A DRM for a new era
Semantic group calls for a chattier data reference model
- By Joab Jackson
- Feb 18, 2009
Semantic-based machine processing of data has gotten so much better in the past few years that federal agencies might truly benefit from an update of the federal data reference model (DRM), according to several experts.
Lucian Russell, owner of Expert Reasoning and Decisions consulting firm and one of the architects who refined Version 2.0 of DRM, outlined the need for such changes at a Semantic Community–Semantic Exchange Workshop in Falls Church, Va., Feb. 17.
Russell and several other experts have contributed to an online forum that is gathering suggestions for the federal CIO Council on how to improve the data-sharing framework. A pair of senior enterprise architects — Rick Murphy of the General Services Administration and Brand Niemann of the Environmental Protection Agency — set up the forum.
DRM is one of five reference models specified in the federal enterprise architecture, the framework the Office of Management and Budget established for standardizing the procurement of information technology systems and the sharing of information. The CIO Council guided FEA’s development.
Last November, the council sent an e-mail message to senior agency IT executives requesting input on improving DRM. OMB set up a wiki for submitting those ideas.
DRM was the last of the five reference models to be published. It provides a way to encode information in a uniform manner so it can be shared across agencies. Version 2.0 has three components: One describes the data, the second specifies how to describe the broader context for the data, and the third specifies the language for sharing the data.

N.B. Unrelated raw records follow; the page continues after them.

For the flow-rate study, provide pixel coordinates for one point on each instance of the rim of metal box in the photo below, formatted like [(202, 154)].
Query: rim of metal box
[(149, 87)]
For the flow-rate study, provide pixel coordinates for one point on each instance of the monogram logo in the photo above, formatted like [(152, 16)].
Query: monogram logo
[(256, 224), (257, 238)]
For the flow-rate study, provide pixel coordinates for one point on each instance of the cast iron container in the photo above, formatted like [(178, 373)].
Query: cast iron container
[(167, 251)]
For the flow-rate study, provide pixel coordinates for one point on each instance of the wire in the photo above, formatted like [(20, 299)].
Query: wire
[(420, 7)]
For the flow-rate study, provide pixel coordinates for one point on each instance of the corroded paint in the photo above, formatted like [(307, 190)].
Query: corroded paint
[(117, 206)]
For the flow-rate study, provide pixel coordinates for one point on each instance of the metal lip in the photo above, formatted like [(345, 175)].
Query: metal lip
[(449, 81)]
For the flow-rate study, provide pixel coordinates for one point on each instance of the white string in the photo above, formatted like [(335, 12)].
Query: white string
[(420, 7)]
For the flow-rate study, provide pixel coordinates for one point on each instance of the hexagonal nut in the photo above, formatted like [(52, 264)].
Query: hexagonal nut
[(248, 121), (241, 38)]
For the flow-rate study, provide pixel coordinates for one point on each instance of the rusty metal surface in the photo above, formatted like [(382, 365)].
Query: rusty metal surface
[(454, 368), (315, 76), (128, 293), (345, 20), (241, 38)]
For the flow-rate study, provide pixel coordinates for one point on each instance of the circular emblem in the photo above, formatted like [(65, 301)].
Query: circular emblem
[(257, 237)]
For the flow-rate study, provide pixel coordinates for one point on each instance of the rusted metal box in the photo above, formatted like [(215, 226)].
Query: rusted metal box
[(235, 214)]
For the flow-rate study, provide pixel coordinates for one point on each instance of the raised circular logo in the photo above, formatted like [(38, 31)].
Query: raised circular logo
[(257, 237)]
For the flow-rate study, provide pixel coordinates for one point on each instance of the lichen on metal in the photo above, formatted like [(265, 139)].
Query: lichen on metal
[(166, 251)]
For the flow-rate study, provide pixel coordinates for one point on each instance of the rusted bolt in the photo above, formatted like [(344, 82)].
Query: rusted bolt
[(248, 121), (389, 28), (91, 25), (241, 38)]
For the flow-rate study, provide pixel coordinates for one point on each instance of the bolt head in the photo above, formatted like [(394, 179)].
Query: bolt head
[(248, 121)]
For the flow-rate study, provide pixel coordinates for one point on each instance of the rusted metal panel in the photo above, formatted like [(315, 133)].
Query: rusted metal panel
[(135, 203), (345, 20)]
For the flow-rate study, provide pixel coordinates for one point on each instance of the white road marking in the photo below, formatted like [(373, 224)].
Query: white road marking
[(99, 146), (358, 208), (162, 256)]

Russell suggested expanding the first two components of DRM — those dealing with describing the data and its context.
He said DRM 2.0’s developers sought to avoid creating additional work for agencies, so the technology only offers a bare-bones approach to providing information on the data’s context. However, expanding that context is essential for automated data sharing and analysis, he added.
Speaking with Government Computer News, Russell offered the example of two agencies with identical data elements that ended up with different representations because the contexts differed. One agency collects certain numeric data twice a year, while the other agency collects the data only once a year. As a result, the two numbers, even though they are tagged identically, might not be directly comparable. Metadata for each element, such as an indicator of how often the data element is collected, would be crucial to accurately compare the two data sources, Russell said.

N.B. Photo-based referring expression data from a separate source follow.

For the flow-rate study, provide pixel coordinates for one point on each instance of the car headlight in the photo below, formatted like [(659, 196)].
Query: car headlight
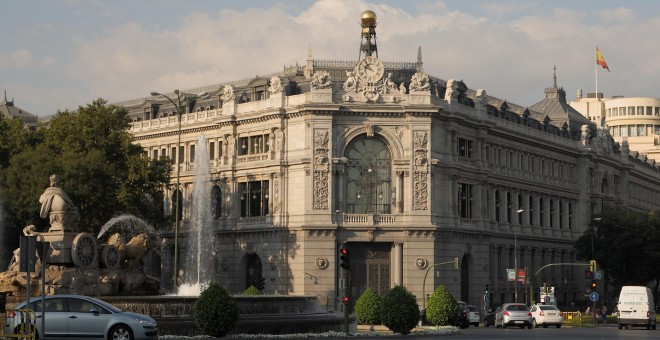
[(145, 322)]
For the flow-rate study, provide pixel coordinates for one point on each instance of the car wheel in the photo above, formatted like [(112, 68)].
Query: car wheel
[(121, 332)]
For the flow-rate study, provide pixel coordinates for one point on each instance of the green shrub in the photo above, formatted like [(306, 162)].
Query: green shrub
[(399, 310), (215, 311), (442, 308), (252, 290), (367, 307)]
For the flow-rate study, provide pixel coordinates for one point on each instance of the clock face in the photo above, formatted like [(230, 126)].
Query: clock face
[(370, 69)]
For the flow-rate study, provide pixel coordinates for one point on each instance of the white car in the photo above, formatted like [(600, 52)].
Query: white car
[(546, 315), (474, 316)]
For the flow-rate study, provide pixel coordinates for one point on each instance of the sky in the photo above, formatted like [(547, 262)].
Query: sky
[(61, 54)]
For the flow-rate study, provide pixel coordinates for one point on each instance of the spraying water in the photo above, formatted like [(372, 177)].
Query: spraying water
[(198, 258)]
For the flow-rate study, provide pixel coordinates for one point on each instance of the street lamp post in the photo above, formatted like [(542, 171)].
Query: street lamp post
[(515, 257), (180, 102)]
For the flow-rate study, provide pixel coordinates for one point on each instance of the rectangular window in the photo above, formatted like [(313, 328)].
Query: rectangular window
[(464, 147), (465, 200), (254, 198), (192, 154)]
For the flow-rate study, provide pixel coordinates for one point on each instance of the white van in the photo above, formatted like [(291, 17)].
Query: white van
[(636, 307)]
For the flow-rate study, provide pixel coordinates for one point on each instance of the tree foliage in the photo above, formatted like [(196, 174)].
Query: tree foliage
[(216, 312), (99, 166), (399, 310), (442, 308), (625, 244), (367, 307)]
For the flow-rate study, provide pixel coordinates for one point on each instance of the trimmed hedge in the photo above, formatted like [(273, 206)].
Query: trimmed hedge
[(367, 307), (216, 312), (442, 308), (399, 311), (252, 290)]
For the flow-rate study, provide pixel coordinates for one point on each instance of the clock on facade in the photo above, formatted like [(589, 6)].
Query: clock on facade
[(370, 69)]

He added that semantic technologies have improved to such an extent that information can be expressed in the English language in such a way that a machine can parse it unambiguously, thanks to data descriptors, logic transformation tools and definition libraries such as WordNet.
"Concentrate your effort on collecting data and noting how they were collected," Russell said. “If you have that, it is technically possible to use automated techniques to allow for data sharing.” Such self-describing data could be used to automate decision-making systems and business workflows and conduct more intelligent searches.

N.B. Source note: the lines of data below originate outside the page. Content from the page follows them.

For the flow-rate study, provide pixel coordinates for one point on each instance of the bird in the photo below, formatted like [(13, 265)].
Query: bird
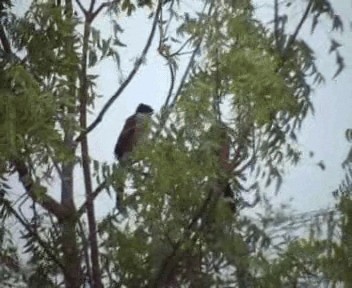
[(130, 136), (132, 132)]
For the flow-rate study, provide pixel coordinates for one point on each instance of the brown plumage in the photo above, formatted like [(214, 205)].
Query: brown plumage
[(131, 132)]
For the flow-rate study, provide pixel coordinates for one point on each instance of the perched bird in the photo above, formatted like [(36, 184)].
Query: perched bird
[(132, 132)]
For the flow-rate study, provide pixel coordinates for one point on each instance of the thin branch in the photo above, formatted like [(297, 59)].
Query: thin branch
[(170, 262), (86, 252), (4, 41), (96, 192), (292, 39), (135, 69), (79, 3), (276, 23), (44, 200), (83, 99)]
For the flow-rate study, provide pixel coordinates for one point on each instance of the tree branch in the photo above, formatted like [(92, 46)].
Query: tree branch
[(94, 194), (4, 41), (133, 72), (83, 99), (44, 200), (293, 37)]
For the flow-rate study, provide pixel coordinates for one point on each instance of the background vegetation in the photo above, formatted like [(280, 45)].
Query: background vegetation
[(253, 80)]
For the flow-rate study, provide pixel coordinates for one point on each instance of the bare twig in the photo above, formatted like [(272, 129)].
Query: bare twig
[(276, 23), (79, 3), (133, 72), (293, 37), (4, 41), (44, 200), (83, 99), (170, 262), (95, 193), (86, 253)]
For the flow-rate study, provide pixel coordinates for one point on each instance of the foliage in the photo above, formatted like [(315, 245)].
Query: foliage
[(243, 77)]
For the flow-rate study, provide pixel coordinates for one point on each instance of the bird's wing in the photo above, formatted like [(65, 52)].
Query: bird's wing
[(126, 139)]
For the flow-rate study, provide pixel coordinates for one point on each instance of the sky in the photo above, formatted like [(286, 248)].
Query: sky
[(323, 133)]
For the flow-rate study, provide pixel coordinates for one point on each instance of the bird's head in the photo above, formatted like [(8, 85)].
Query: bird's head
[(144, 109)]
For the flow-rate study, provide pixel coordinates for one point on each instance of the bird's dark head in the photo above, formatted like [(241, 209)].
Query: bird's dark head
[(144, 109)]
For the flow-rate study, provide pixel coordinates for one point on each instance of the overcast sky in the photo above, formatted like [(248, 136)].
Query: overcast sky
[(322, 133)]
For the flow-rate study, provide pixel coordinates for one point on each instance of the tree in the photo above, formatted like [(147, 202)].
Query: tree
[(178, 232)]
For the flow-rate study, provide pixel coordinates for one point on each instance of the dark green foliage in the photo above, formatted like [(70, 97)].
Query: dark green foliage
[(246, 83)]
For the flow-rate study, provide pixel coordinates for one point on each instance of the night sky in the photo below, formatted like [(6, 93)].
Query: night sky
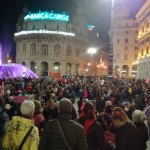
[(97, 13)]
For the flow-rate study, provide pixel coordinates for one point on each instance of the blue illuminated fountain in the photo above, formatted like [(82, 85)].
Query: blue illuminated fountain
[(13, 70)]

As examples of data-sharing projects that successfully embody contextual mapping, Russell pointed to NASA's Global Change Master Directory, which indexed more than 18 petabytes of scientific data for reuse, and the Interoperable Knowledge Representation for Intelligence Support project, now under the auspices of the Intelligence Advanced Research Projects Activity.
Although OMB’s deadline for DRM suggestions has passed, the Governance Subcommittee of the CIO Council's Architecture and Infrastructure Committee, which is reviewing the material before submitting it to the FEA Program Management Office, is still accepting submissions, Niemann said.
Joab Jackson is the senior technology editor for Government Computer News.